In court documents obtained by Hospice News, the government further alleged that two AseraCare questioned the six-month terminal prognosis of several patients, only to be admonished that the admissions were necessary due to the organization’s lower than expected patient census.

Thus far, the courts have been unable to conclusively establish whether the nurses’ account represents evidence of fraud or yet another difference of opinion

In a response to the editorial, North Carolina medical oncologist Gustav Magrinat, M.D., wrote to the journal that the AseraCare case should be dismissed because predicting death with absolute certainty is impossible.

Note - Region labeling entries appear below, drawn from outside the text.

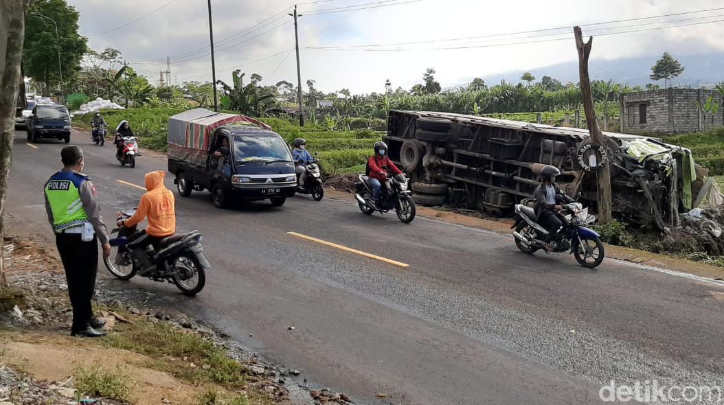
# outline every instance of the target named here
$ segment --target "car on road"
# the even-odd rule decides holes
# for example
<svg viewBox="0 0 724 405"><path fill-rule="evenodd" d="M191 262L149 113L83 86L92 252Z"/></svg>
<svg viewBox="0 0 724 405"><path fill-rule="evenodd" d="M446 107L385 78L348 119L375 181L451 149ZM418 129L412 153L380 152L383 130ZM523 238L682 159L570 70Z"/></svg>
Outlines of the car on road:
<svg viewBox="0 0 724 405"><path fill-rule="evenodd" d="M28 100L25 103L25 108L18 108L15 114L15 128L25 127L25 122L28 117L33 114L33 108L35 107L35 102L33 100Z"/></svg>
<svg viewBox="0 0 724 405"><path fill-rule="evenodd" d="M65 106L37 104L25 119L28 142L41 138L62 140L70 142L70 114Z"/></svg>
<svg viewBox="0 0 724 405"><path fill-rule="evenodd" d="M195 108L169 119L168 142L169 171L183 197L208 189L219 208L235 200L279 207L295 194L289 148L262 122Z"/></svg>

“It seems to me the AseraCare case is based on an incorrect premise that a physician can tell how long an individual patient will live. Actually, no one knows how long an individual will live,” Magrinat wrote.”What doctors do know is what the median survival is for a group of patients similar to the one they are dealing with. Perhaps if all those involved in the Asera case took a course in basic epidemiology, they would agree to dismiss.”

The U.S. Centers for Medicare & Medicaid Services and the U.S. Department of Justice in recent years have increasingly scrutinized hospice providers because of live discharges and re-certifications. These issues have resulted in an increasing number of CMS audits, Health and Human Services Inspector General investigations, and litigation. An Optima Health survey earlier this year found that fewer than 50 percent of hospice providers felt prepared to respond to such scrutiny.

In a 2017 case, ChemEd Corp. agreed to pay a $75 million settlement on behalf of its subsidiary Vitas Hospice Services, in a False Claims Act case also centered on live discharges. Vitas is the largest for-profit hospice chain in the United States.

“Settlements involving allegations about medical necessity of hospice services continued to dominate enforcement actions this last year,” John Kelly of the Law Firm Bass, Berry, and Sims told Hospice News in February. “Hospice organizations should be particularly mindful of the patients they are accepting and ensure that the appropriate documentation is retained.”